Le professeur de Sortilèges passa quinze bonnes minutes à s'assurer qu'Eva comprenne parfaitement le contenu de ses cours. Au bout de quelques questions, Eva se sentit toute penaude de ne pas avoir porté plus d'attention à ses cours de Sortilèges. Heureusement pour elle, Flitwick ne fit aucun commentaire désobligeant, se contentant simplement de lui demander calmement de faire des démonstrations des sortilèges qu'ils avaient étudié avant de la guider pour les explications théoriques. Eva hésita à chaque fois avant de répondre mais Flitwick ne la rabroua jamais, se contentant de rediriger la conversation si elle se sentait bloquée.

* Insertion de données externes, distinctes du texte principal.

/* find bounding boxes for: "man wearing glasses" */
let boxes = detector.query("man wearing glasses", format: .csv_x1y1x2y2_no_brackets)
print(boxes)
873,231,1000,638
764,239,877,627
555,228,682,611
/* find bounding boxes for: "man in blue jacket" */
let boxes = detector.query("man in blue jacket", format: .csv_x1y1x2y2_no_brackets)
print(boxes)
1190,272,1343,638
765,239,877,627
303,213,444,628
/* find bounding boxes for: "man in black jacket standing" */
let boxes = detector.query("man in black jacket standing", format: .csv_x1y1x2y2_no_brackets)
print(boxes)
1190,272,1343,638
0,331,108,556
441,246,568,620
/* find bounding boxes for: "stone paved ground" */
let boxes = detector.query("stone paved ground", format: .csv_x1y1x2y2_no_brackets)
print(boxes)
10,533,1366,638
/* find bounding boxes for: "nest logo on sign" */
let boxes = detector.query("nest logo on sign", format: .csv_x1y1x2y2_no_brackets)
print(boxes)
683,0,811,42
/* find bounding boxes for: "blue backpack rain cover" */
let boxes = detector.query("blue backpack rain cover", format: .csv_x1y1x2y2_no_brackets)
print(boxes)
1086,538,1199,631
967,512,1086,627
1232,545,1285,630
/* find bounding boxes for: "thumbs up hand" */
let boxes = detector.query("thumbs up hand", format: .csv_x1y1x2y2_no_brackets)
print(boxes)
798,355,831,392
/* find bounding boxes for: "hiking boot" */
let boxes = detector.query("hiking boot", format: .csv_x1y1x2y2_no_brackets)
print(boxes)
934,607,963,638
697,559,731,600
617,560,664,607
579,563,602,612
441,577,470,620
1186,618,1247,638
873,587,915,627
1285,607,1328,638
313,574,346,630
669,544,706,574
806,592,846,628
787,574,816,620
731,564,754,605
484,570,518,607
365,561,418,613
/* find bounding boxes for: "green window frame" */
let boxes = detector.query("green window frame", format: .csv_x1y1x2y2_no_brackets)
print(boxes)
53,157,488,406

Avant de la laisser partir, Flitwick l'informa qu'il n'allait pas prendre en compte ce contrôle pour la moyenne du trimestre, les résultats médiocres d'une partie de la classe l'en ayant dissuadé.

« Mais ne donnez plus de devoirs de ce niveau, Miss Brown. Si vous ne comprenez pas quelque chose, venez m'en parler à la fin du cours sinon vous aurez bien du mal pour vos A.S.P.I.C.S. C'est compris ? » lui dit-il en l'observant par-dessus la monture de ses lunettes.

Le cœur d'Eva frémissait de nervosité à l'entente du mot « A.S.P.I.C.S. » mais les conseils de Flitwick lui avaient redonné la pêche. Elle lui décocha un sourire rendu lumineux par son soudain regain d'énergie.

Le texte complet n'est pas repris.